Lingüística”. Este cérebro “procura estabelecer relações íntimas entre linguagem e cultura” e se esforça por estabelecer relações “entre dados culturais conscientes e infraestruturas mentais inconscientes” (ULLMANN, 1983, p. 23-24).

A semiologia desenvolvida por Ferdinand de Saussurre, baseada no estudo da linguagem como sistema de signos, e sua análise estrutural serviram de modelo a Lévi-Strauss, que passou a adotá-la na antropologia. Apesar dos movimentos lingüísticos utilizarem a concepção da língua como um sistema, Lévi-Strauss optou pelo uso do termo estrutura (MELLO, 1987), mesmo que este se referisse a um sistema: “[...] uma estrutura oferece um caráter de sistema” (LÉVI-STRAUSS, 2003, p. 316).

Fundamentalmente, para Lévi-Strauss (2003, p. 315), “a noção de estrutura social não se referia à realidade empírica, mas aos modelos construídos em conformidade com esta”. Desta maneira, seria possível diferenciar estrutura social de relações sociais, “que são a matéria-prima empregada para a construção dos modelos que tornam manifesta a própria estrutura social”, uma vez que esta não poderia ficar restrita “ao conjunto das relações sociais, observáveis numa sociedade dada”. As pesquisas de estrutura seriam “um método suscetível de ser aplicado a diversos problemas etnológicos, e têm parentesco com formas de análise estrutural usadas em diferentes domínios” (LÉVI-STRAUSS, op. cit., p. 316).

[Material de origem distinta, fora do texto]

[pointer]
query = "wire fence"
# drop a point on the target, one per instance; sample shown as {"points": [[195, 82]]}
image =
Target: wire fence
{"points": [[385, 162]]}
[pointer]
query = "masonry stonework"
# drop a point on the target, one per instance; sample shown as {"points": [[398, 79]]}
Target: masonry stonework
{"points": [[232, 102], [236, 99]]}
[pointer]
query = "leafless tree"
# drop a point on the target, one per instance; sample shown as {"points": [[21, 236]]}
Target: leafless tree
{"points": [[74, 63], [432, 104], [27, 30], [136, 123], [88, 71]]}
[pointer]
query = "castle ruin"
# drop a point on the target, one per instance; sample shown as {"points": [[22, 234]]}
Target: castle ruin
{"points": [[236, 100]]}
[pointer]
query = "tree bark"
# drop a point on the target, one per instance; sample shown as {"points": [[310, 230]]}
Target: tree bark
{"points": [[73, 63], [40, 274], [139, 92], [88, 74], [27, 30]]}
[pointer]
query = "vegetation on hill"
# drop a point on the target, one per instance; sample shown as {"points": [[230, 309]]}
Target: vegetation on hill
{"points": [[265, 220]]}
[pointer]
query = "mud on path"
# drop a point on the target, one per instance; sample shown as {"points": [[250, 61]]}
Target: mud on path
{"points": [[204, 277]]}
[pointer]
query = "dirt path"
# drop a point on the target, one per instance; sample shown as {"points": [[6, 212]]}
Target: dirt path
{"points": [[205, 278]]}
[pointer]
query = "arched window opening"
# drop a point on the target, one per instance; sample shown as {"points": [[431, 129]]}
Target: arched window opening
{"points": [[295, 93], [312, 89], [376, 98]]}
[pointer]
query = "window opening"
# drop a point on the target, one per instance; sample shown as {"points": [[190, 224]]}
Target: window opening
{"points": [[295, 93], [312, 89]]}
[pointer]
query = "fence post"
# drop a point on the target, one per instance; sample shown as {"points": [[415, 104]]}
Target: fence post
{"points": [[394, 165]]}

Tais modelos poderiam ser conscientes ou inconscientes, de acordo com o nível onde funcionam, sendo que esta condição –consciente/inconsciente – não afetaria sua natureza. Os modelos conscientes teriam a função de perpetuar “as crenças e os usos, mais do que expor-lhes as causas”. Entretanto, tanto mais nítida fosse a estrutura aparente, quanto mais difícil seria apreender a estrutura profunda, pois “modelos conscientes e deformados” se interporiam como obstáculos entre o observador e seu objeto (LÉVI-STRAUSS, 2003, p. 318).

Para penetrar de forma mais incisiva no interior das sociedades e perceber suas estruturas mentais inconscientes, Lévi-Strauss separou as sociedades humanas em frias e quentes, apesar de enfatizar que não existiriam sociedades absolutamente quentes ou frias. As sociedades frias seriam aquelas pequenas, que possuíam pouca história, próximas do estado de natureza, com um contingente populacional pequeno e com um dinamismo cultural comprometido. Já as sociedades quentes seriam aquelas históricas, complexas, com um grande grau de

industrialização e distantes da ordem natural (LÉVI-STRAUSS, 1993).

Lévi-Strauss trabalhou com a questão do parentesco, enfatizando os casamentos em seu livro intitulado “Estruturas elementares do parentesco” publicado em 1976 (DAMATTA, 1987). Também se ocupou em estudar os mitos, admitindo sua relação com a organização social e outros aspectos da cultura de uma sociedade. Para ele, mesmo que o conteúdo de um mito fosse contingente, suas estruturas se reproduziriam “[...] com os mesmos caracteres e segundo os mesmos detalhes, nas diversas regiões do mundo” (LÉVI-STRAUSS, 2003, p. 241).

A teoria idealista, que tratava da cultura como sistema simbólico, foi desenvolvida com maior ênfase nos Estados Unidos e tem como principais representantes Clifford Geertz e David Schneider (LARAIA, 2005). Esta abordagem está contemplada no Capítulo II deste estudo.